Dear I am using this branch TVM:

And I want to auto tune my tir using meta_schedule.tune_tir but I got below error

Traceback (most recent call last):
  File "/mnt/e/ubuntu_code/relax/apps/relax_examples/my_test.py", line 154, in <module>
    database = ms.tune_tir(
  File "/mnt/e/ubuntu_code/relax/python/tvm/meta_schedule/tir_integration.py", line 134, in tune_tir
    TuneContext(
  File "/mnt/e/ubuntu_code/relax/python/tvm/meta_schedule/tune_context.py", line 149, in __init__
    _ffi_api.TuneContextInitialize(self)  # type: ignore # pylint: disable=no-member
  File "/mnt/e/ubuntu_code/relax/python/tvm/_ffi/_ctypes/packed_func.py", line 238, in __call__
    raise get_last_ffi_error()
tvm._ffi.base.TVMError: Traceback (most recent call last):
  5: TVMFuncCall
  4: tvm::runtime::PackedFuncObj::Extractor<tvm::runtime::PackedFuncSubObj<tvm::runtime::TypedPackedFunc<void (tvm::meta_schedule::TuneContext)>::AssignTypedLambda<tvm::runtime::Registry::set_body_method<tvm::meta_schedule::TuneContext, tvm::meta_schedule::TuneContextNode, void, , void>(void (tvm::meta_schedule::TuneContextNode::*)())::{lambda(tvm::meta_schedule::TuneContext)#1}>(tvm::runtime::Registry::set_body_method<tvm::meta_schedule::TuneContext, tvm::meta_schedule::TuneContextNode, void, , void>(void (tvm::meta_schedule::TuneContextNode::*)())::{lambda(tvm::meta_schedule::TuneContext)#1}, std::__cxx11::basic_string<char, std::char_traits<char>, std::allocator<char> >)::{lambda(tvm::runtime::TVMArgs const&, tvm::runtime::TVMRetValue*)#1}> >::Call(tvm::runtime::PackedFuncObj const*, tvm::runtime::TVMArgs, tvm::runtime::TVMRetValue*)
  3: tvm::meta_schedule::TuneContextNode::Initialize()
  2: tvm::meta_schedule::PostOrderApplyNode::InitializeWithTuneContext(tvm::meta_schedule::TuneContext const&)
  1: tvm::meta_schedule::SpaceGeneratorNode::InitializeWithTuneContext(tvm::meta_schedule::TuneContext const&)
  0: tvm::meta_schedule::GetRuleKindFromTarget(tvm::Target const&)
  File "/mnt/e/ubuntu_code/relax/src/meta_schedule/space_generator/space_generator.cc", line 82
TVMError: Unsupported target: opencl -keys=opencl,gpu -max_num_threads=256 -max_shared_memory_per_block=16384 -max_threads_per_block=256 -texture_spatial_limit=16384 -thread_warp_size=1

I checked the file “https://github.com/mlc-ai/relax/blob/mlc/src/meta_schedule/space_generator/space_generator.cc” Seems relax auto tune does not support OpenCL

Anyone knows how to tune opencl with relax branch? thanks

Can you try adding "opencl" to this line?

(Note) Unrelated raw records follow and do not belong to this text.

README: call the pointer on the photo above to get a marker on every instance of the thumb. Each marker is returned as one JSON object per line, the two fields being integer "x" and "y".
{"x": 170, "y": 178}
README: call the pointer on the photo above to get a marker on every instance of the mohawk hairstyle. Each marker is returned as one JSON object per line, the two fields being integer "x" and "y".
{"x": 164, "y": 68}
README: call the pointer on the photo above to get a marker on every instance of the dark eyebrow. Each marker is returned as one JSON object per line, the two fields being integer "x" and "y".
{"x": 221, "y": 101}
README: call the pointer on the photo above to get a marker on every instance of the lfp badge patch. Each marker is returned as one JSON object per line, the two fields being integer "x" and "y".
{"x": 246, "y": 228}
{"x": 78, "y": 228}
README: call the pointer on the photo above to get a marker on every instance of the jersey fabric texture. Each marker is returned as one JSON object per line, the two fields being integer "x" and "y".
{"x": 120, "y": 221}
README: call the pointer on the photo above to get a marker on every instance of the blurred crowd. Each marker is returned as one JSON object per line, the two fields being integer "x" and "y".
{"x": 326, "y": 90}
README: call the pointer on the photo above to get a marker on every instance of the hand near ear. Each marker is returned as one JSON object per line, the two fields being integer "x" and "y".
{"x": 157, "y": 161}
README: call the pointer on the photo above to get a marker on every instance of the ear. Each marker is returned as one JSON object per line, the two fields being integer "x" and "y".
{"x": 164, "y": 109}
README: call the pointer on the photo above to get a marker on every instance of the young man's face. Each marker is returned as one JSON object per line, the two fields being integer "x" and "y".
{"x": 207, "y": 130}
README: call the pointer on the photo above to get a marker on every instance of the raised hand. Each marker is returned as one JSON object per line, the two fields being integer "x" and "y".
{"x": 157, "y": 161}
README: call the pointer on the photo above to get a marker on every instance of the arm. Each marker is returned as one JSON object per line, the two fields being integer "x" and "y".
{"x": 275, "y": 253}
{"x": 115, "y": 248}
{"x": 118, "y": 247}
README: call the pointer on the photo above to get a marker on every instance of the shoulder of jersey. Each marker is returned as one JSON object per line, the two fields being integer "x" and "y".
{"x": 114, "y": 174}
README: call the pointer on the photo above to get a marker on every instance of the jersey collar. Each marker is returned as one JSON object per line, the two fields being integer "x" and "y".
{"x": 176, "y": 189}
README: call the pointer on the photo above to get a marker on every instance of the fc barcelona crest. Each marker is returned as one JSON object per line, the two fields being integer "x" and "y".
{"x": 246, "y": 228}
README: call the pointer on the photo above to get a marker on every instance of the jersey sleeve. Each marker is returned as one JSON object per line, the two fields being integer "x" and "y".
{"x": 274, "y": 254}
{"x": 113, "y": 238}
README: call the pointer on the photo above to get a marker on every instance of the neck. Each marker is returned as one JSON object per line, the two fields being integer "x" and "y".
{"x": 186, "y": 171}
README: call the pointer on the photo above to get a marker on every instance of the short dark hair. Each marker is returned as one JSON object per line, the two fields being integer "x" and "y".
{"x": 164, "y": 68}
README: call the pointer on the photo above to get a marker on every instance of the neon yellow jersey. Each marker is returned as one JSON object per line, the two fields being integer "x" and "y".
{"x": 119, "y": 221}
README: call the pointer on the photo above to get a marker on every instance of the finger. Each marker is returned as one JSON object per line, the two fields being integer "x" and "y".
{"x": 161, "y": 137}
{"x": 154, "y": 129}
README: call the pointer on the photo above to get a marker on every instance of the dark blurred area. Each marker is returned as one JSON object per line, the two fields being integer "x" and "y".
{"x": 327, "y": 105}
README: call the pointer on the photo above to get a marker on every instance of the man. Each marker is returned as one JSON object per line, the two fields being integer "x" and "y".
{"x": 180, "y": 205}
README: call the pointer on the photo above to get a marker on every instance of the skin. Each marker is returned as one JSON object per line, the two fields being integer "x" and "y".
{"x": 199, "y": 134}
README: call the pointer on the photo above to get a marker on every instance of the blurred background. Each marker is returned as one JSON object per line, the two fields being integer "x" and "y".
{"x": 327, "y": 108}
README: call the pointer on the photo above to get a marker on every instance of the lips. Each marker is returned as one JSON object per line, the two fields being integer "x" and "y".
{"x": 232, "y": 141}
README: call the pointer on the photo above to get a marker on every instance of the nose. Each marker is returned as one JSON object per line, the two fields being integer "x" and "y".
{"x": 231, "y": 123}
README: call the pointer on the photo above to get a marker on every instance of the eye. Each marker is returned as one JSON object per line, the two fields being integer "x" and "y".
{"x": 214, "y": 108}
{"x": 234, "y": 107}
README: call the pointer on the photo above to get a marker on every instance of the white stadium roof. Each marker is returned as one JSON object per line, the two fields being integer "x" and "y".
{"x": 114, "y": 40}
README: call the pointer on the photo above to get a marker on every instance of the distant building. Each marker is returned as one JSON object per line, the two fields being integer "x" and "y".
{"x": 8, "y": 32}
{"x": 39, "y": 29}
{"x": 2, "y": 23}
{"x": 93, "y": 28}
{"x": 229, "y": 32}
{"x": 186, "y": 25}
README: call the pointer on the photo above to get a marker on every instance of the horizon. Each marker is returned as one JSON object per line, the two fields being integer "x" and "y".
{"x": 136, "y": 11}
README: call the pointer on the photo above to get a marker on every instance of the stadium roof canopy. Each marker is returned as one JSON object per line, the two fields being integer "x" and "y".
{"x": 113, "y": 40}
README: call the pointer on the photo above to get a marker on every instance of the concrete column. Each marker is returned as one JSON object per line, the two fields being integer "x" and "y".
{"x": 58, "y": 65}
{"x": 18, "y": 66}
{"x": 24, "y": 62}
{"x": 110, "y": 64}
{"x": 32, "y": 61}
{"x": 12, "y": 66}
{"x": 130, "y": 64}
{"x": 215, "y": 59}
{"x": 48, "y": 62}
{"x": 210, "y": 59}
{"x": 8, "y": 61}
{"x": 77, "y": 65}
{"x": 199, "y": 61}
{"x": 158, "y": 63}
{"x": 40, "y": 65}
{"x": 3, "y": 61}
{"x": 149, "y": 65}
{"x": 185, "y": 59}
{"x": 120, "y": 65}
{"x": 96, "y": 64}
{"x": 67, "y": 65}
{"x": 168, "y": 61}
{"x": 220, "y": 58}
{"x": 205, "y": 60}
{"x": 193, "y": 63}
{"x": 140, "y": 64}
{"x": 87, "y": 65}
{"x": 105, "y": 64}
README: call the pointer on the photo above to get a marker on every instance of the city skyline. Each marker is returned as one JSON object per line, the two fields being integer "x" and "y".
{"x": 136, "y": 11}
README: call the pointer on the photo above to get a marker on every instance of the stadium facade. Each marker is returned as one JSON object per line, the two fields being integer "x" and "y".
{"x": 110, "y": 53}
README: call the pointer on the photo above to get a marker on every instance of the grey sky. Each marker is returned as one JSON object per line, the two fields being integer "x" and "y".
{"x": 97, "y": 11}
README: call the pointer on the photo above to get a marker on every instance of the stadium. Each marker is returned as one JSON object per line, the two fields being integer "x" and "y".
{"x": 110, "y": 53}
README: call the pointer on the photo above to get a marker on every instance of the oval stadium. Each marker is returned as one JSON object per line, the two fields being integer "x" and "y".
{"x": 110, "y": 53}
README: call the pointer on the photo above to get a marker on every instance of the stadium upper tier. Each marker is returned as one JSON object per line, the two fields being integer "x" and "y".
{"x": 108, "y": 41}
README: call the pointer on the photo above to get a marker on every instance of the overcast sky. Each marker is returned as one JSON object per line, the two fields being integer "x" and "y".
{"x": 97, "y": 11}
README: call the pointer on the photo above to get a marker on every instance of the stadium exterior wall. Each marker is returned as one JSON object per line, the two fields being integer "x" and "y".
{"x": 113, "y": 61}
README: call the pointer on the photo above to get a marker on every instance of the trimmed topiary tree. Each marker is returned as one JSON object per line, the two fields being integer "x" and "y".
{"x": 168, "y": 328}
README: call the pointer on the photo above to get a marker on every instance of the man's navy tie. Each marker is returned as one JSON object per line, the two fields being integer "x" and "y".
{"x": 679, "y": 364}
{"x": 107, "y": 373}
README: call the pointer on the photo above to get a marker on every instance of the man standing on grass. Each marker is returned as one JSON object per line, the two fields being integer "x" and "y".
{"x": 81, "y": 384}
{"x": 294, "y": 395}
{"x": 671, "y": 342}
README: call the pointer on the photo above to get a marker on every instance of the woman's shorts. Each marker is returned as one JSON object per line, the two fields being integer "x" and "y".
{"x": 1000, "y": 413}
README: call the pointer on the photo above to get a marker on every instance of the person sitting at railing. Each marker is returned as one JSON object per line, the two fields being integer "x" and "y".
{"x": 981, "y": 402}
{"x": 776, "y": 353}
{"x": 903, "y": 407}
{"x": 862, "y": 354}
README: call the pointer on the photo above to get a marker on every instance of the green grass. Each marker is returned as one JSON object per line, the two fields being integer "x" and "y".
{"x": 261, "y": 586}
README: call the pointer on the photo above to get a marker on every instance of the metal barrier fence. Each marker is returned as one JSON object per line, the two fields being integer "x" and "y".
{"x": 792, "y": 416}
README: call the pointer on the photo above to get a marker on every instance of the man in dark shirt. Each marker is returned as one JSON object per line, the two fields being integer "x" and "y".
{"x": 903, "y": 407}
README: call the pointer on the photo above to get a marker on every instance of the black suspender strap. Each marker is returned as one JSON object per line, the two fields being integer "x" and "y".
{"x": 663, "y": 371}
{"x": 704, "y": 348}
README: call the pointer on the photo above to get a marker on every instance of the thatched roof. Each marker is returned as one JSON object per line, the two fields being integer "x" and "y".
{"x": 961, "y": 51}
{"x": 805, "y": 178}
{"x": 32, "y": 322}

Thanks for your reply. I modify as you said. I want to tune opencl on my android mobile phone via RPC. my code is below

rpc_host = "127.0.0.1"
rpc_port = 9190
rpc_key = "android"

my_rpc_config = ms.runner.RPCConfig(
            tracker_host=rpc_host,
            tracker_port=rpc_port,
            tracker_key=rpc_key,
            session_timeout_sec=180,
        )
my_workers = my_rpc_config.count_num_servers(allow_missing=False)

def get_runner():
    runner_config = {
        "evaluator_config": ms.runner.EvaluatorConfig(
            number=3,
            repeat=1,
            min_repeat_ms=100,
            enable_cpu_cache_flush=False,
        ),
        "alloc_repeat": 5,
    }
    runner = ms.runner.RPCRunner(
        rpc_config=my_rpc_config, max_workers=my_workers, **runner_config
    )

    return runner

database = ms.tune_tir(
    mod=MyModule,
    target="opencl",
    max_trials_global=1280,
    num_trials_per_iter=64,
    work_dir="./tune_tmp",
    runner=get_runner(),
)
print(type(database))
sch = ms.tir_integration.compile_tir(database, MyModule, "opencl")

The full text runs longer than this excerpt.